Fort znajduje się przy ul. Lechickiej, za marketem Biedronka:
Fort Va został zbudowany w latach 1887-1890 przez armię pruską. Przez lata obiekt służył jednak różnym armiom i różnym celom. - Od 1890 roku do 1918 r. fort zajmowali Prusacy. W okresie międzywojennym - Polacy, którzy uformowali tutaj Poznański Ochotniczy Batalion Śmierci. Byla to jednostka złożona ze wszystkich "wywijasów", którzy zostali wysłani na front walki z Bolszewikami i budzili powszechne przerażenie zarówno po stronie sowieckiej jak i polskiej. Od 1939 r. przejął go Wehrmacht, który w 1945 r. bronił się przed szturmującą Armią Czerwoną, która na pewien czas przejęła fort. Po II wojnie światowej, aż do 1975 r. zajmowało go wojsko a następnie do lat 90. milicja obywatelska. Później fort popadał w coraz większe zapomnienie i od 2007 r. przejęliśmy go my - stowarzyszenie Kernwerk - tłumaczy Kłoskowski.
Wywieźli 250 ton gruzu
Przez siedem lat obiekt oczyszczono pomieszczenia, uporządkowano tereny zielone czy wycięto krzaki i drzewa zagrażające obiektowi. Przez ten czas usunięto w sumie stąd 250 ton gruzu.

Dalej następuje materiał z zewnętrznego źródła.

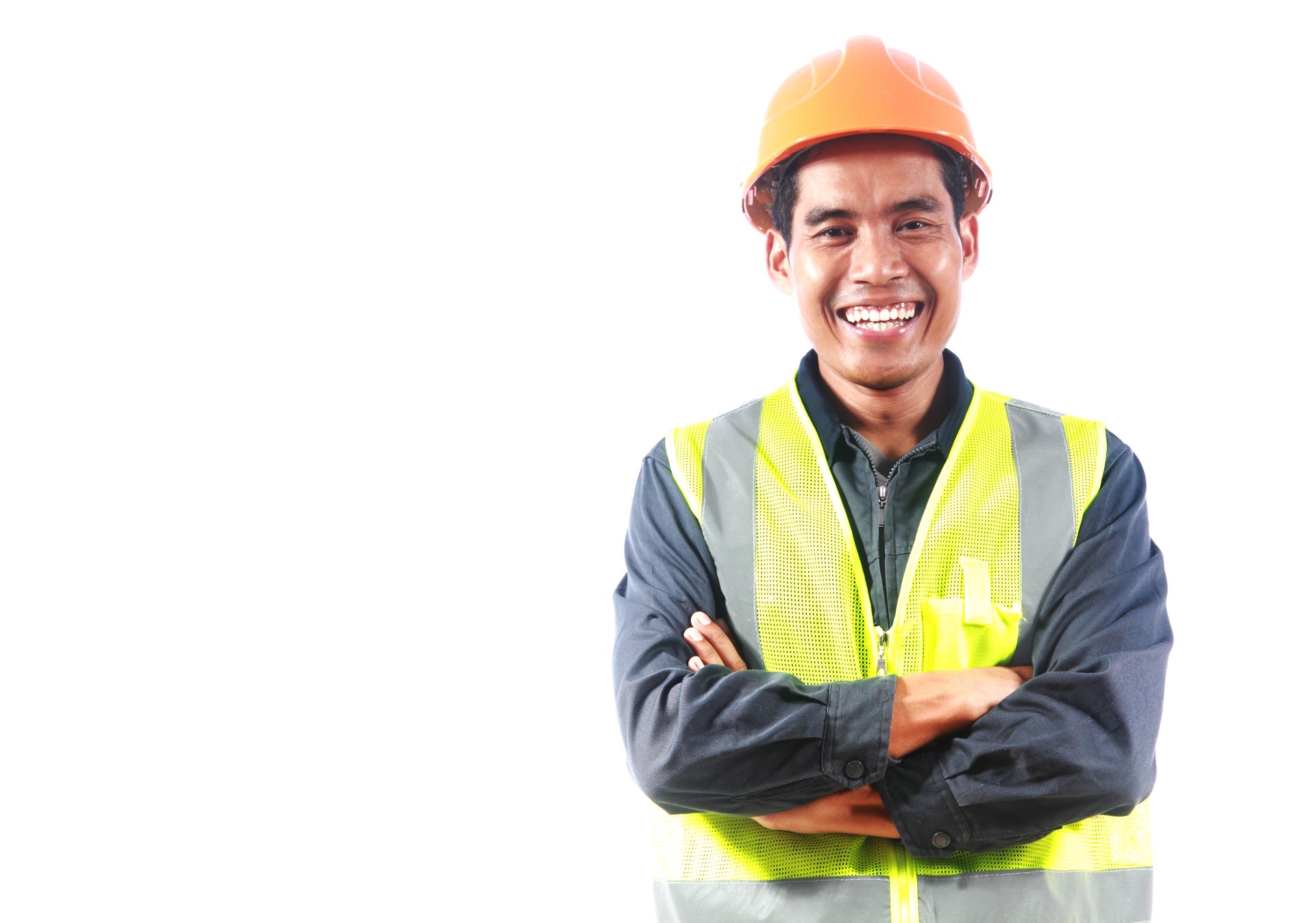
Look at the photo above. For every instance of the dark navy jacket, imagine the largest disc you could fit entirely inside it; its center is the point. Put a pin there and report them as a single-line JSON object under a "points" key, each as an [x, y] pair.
{"points": [[1075, 741]]}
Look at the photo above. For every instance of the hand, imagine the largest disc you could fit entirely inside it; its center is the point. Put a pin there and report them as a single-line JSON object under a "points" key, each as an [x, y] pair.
{"points": [[932, 705], [712, 643], [858, 811]]}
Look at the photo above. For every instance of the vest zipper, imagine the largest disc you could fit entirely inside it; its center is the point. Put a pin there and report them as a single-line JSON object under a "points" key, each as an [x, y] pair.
{"points": [[882, 543]]}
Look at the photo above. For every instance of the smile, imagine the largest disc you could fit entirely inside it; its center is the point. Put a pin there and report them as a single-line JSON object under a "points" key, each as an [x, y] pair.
{"points": [[882, 317]]}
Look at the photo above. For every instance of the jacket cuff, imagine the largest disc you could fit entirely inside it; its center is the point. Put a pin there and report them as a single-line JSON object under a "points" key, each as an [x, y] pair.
{"points": [[919, 801], [858, 731]]}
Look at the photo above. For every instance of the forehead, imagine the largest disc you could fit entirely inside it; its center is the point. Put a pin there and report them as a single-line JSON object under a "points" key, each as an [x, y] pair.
{"points": [[873, 167]]}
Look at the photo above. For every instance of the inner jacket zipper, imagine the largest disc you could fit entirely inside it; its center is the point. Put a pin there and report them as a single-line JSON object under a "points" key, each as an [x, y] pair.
{"points": [[903, 878]]}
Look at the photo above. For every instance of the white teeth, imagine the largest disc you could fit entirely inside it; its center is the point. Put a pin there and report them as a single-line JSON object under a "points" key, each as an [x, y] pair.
{"points": [[884, 319]]}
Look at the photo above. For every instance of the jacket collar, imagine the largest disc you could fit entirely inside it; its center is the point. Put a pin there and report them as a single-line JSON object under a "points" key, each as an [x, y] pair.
{"points": [[818, 403]]}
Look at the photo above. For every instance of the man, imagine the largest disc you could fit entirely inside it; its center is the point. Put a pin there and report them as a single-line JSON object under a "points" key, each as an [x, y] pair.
{"points": [[888, 646]]}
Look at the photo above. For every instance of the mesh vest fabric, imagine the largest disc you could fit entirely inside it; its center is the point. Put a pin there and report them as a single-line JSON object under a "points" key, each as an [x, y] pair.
{"points": [[958, 608]]}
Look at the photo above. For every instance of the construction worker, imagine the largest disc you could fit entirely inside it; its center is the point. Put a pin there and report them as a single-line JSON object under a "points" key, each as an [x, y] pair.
{"points": [[890, 646]]}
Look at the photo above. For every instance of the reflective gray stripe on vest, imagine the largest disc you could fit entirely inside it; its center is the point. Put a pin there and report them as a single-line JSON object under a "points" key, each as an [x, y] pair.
{"points": [[728, 518], [1037, 896], [791, 901], [1045, 509]]}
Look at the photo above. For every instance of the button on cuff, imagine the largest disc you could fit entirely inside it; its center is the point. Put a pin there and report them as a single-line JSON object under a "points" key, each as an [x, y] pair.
{"points": [[858, 721]]}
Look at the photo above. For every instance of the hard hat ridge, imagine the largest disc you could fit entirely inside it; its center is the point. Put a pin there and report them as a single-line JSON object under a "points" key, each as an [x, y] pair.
{"points": [[861, 88]]}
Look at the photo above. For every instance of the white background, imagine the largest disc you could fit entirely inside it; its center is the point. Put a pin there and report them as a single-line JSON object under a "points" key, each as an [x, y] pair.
{"points": [[333, 336]]}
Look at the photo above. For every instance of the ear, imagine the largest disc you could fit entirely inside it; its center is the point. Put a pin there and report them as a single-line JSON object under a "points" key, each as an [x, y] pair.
{"points": [[778, 262], [969, 241]]}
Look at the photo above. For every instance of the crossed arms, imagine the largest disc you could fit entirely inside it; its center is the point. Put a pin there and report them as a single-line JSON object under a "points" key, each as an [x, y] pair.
{"points": [[902, 758], [927, 706]]}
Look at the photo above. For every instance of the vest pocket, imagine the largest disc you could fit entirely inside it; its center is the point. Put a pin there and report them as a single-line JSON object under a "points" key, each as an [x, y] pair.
{"points": [[973, 631]]}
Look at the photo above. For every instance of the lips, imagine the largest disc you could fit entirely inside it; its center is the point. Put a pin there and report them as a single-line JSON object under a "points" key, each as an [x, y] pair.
{"points": [[882, 317]]}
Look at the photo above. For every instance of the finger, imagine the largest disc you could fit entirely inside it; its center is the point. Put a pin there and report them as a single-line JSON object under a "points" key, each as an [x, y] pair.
{"points": [[720, 639], [703, 648]]}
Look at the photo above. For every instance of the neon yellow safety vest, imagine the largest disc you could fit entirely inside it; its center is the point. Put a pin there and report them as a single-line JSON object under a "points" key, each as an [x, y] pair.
{"points": [[758, 483]]}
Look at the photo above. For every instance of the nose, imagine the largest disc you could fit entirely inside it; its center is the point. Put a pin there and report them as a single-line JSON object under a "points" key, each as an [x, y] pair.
{"points": [[877, 258]]}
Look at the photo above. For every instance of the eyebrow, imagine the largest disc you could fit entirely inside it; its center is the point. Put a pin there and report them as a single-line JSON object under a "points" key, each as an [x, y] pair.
{"points": [[824, 213], [918, 204]]}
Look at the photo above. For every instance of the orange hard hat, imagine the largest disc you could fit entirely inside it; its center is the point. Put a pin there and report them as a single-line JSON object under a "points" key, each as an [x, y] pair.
{"points": [[861, 88]]}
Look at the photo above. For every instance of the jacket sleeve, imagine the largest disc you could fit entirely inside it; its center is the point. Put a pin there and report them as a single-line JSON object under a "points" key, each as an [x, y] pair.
{"points": [[1080, 738], [748, 742]]}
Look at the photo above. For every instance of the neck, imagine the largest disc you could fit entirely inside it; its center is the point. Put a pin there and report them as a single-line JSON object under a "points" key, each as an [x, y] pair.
{"points": [[892, 420]]}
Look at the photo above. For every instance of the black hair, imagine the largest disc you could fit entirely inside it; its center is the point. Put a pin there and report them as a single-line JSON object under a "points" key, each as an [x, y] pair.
{"points": [[786, 190]]}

Dziś zwiedzać można zarówno cześć podziemną, jak i naziemną obiektu. Stałe wystawy prezentują historię Twierdzy Poznań, rozwój fortyfikacji oraz walki o Poznań w 1945 roku. W koszarach można zobaczyć jak żyli żołnierze na forcie, gdzie stały armaty i jakiej używano amunicji. W podziemiach zobaczyć można między innymi długi korytarz biegnący pod fosą oraz kaponierę czołowo-barkową.
Zwiedzający mogą wziąć udział w podstawowym przeszkoleniu wojskowym, a dzieci na warsztatach poznają historię fortyfikacji.
Dodatkową atrakcją na Dni Twierdzy Poznań jest obecność grupy rekonstrukcyjnej 3. Bastion Grolman z dioramą stanowiska bojowego wraz z radiostacją.Czołg z filmu i Chevrolet Canada
Inną atrakcją weekendu jest możliwość zwiedzenia na co dzień zamkniętej tzw. redity przyczółka mostowego na Ostrowie Tumskim. Została ona zbudowana w pierwszej połowie XIX w. To jedyna budowla tego typu, która zachowała się w Poznaniu. Obiekt udostępniany jest publiczności po raz pierwszy.
W niedzielę w godz. 10:00-16:00 na ulicy Dziekańskiej rozgości się obóz wojskowy różnych formacji z zabytkowymi pojazdami, kuchnia polowa, strzelnica wiatrówkowa oraz stoisko księgarskie. Będzie można zobaczyć między innymi replikę czołgu lekkiego Renault FT-17 zbudowanego dla potrzeb filmu Jerzego Hoffmana „Bitwa Warszawska 1920”. Niewątpliwą atrakcją będą przejażdżki jedyną w Polsce drugowojenną ciężarówką Chevrolet Canada C60-S. W przestrzeni Ostrowa Tumskiego pojawią się rekonstruktorzy, przede wszystkim w mundurach oraz strojach sprzed 1918 roku przybliżając klimat tych lat. O godz. 14 zaprezentują oni między innymi scenkę z życia garnizonu poznańskiej twierdzy czasu Wielkiej Wojny.
Ostrów Tumski w Poznaniu:
Poznań bronił Berlina
Większość poznańskich fortyfikacji, która przetrwała do dzisiejszych dni, powstała po II rozbiorze Polski, kiedy miasto włączono do Prus. Poznań stał się wtedy twierdzą, która w razie konfliktu z Rosją blokowała główny kierunek na Berlin.
Współorganizatorem II Dni Twierdzy jest Poznańska Lokalna Organizacja Turystyczna. Podczas ubiegłorocznej edycji imprezy fortyfikacje odwiedziło 8 tys. osób.